Der Standesbeamte beim Standesamt in Wolfenbüttel 3340 Wolfenbüttel wird angewiesen, einen Randvermerk über die am 25.11.1985 vom Amtsgericht Burgdorf (2 XVI 7/85) beschlossene Annahme des Kindes ... in Wolfenbüttel im Geburtenbuch beizuschreiben.
Die Entscheidung ergeht gerichtsgebührenfrei. Außergerichtliche Kosten werden nicht erstattet.
Gründe
... wurde das Kind ... von ihrer Mutter ... in Wolfenbüttel geboren (Standesamt Wolfenbüttel ...). Nachdem die Mutter am ... Herrn ... geheiratet hatte, nahmen die Eheleute das Kind ... als ihr gemeinschaftliches Kind an. Der Kindesannahmevertrag wurde am 08.09.1976 vom Amtsgericht Wolfenbüttel genehmigt. Am 31.01.1979 wurde die Ehe rechtskräftig geschieden. Am 02.11.1984 schloß die Mutter des Kindes die Ehe mit Herrn ... Dieser stellte am 17.05.1985 in notarieller Form den Antrag, die Annahme des Kindes auszusprechen.

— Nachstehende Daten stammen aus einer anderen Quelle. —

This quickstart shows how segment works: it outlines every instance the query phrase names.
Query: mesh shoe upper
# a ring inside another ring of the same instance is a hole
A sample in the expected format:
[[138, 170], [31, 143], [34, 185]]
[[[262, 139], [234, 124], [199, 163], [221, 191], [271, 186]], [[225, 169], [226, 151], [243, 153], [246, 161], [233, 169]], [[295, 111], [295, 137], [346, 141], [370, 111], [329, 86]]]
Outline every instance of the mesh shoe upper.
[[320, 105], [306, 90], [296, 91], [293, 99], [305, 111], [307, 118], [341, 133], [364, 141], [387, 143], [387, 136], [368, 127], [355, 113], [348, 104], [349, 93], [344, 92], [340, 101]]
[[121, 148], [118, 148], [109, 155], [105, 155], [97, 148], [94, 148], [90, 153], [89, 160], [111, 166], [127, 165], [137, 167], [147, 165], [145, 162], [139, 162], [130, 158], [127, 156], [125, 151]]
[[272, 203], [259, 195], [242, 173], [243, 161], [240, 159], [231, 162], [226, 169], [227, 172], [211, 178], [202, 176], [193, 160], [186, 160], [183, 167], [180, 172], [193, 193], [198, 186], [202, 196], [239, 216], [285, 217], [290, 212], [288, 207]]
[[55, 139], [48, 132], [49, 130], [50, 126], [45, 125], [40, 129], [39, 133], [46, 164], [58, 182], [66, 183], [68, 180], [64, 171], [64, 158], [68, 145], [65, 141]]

Durch Beschluß vom 25.11.1985 hat das Amtsgericht Burgdorf (2 XVI 7/85) diesen Antrag entsprochen. Der Standesbeamte in Wolfenbüttel hat Bedenken, die vom Amtsgericht Burgdorf beschlossene Adoption im Geburtenbuch mit Rücksicht auf die erste Adoption im Geburtenbuch beizuschreiben. Durch Beschluß vom 06.08.1986 (Bl. 43 d.A.) hat das Amtsgericht Wolfenbüttel die Adoption aus dem Vertrag vom 16.03.1976 aufgehoben (9 XVI 10/86). Durch den angefochtenen Beschluß hat sich das Amtsgericht Braunschweig die Bedenken des Standesbeamten zu eigen gemacht und den Standesbeamten angewiesen, den Adoptionsvermerk nicht beizuschreiben. Für die Einzelheiten wird auf den Beschluß vom 10.12.1986 (Bl. 55 ff d.A.) verwiesen. Gegen diesen Beschluß hat der Beschwerdeführer Beschwerde eingelegt.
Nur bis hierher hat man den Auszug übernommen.